Event-Driven Microservices: When to Break the Monolith (and When Not To)
We migrated from a modular monolith to event-driven microservices. Here's the honest story — what went well, what went wrong, and the 3 questions you should ask before starting your own migration.
The Problem
Our modular monolith was working fine. That’s the uncomfortable truth. It served 50K requests per minute, had 99.9% uptime, and a team of 8 engineers could ship features in it.
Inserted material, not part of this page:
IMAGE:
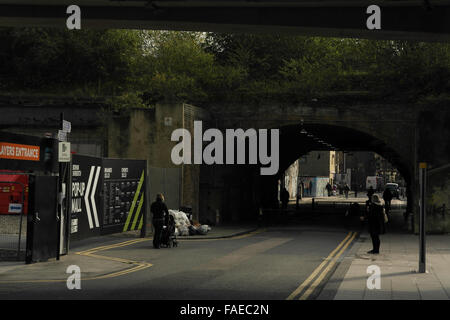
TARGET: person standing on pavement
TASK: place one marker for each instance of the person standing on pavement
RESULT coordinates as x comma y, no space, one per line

But we could see the ceiling approaching:
- Deploy coordination — A change to the billing module required coordinated deploys with the notifications module
- Scaling asymmetry — The ingestion pipeline needed 10x the compute of the dashboard, but they shared the same process
- Team coupling — Two teams working in the same codebase meant constant merge conflicts and release trains
The Investigation
We spent 3 months measuring before writing a line of new code. The analysis revealed:
- Billing was coupled to 4 downstream services
- Notification was a hidden bottleneck — every team depended on it
- Ingestion had the most distinct scaling requirements
The Solution: Event-Driven Architecture
We chose event-driven over request-driven microservices for one reason: decoupling. With events, the billing service doesn’t call notification — it emits a billing.invoice.paid event, and notification picks it up.
The Event Schema
{
"id": "evt_01J2XYZ...",
"type": "billing.invoice.paid",
"source": "billing-service",
"time": "2026-05-20T14:30:00Z",
"data": {
"invoice_id": "inv_20260520_001",
"customer_id": "cus_abc123",
"amount": 49900,
"currency": "USD"
},
"specversion": "1.0"
}
We used CloudEvents spec for interoperability.
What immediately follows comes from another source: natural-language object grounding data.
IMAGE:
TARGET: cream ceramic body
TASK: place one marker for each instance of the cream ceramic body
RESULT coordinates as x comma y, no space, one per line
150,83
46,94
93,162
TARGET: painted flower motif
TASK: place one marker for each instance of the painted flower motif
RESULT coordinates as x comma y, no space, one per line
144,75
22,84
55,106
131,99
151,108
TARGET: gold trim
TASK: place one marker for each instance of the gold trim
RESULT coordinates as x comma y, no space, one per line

Key Implementation Details
Idempotent Consumers
The hardest lesson: Kafka guarantees at-least-once delivery. You will get duplicate events.
class IdempotentConsumer:
def __init__(self):
self.processed = RedisSet("processed-events", ttl=86400)
async def process(self, event: CloudEvent):
if await self.processed.contains(event.id):
return
await self.handle(event)
await self.processed.add(event.id)
Dead Letter Queue
Not all events can be processed. We built a DLQ with automatic retry:
class DeadLetterQueue:
def __init__(self, topic: str, max_retries: int = 3):
self.dlq_topic = f"{topic}.dlq"
self.retry_topic = f"{topic}.retry"
self.max_retries = max_retries
async def handle_failure(self, event: CloudEvent, error: Exception):
retry_count = event.get("retry_count", 0)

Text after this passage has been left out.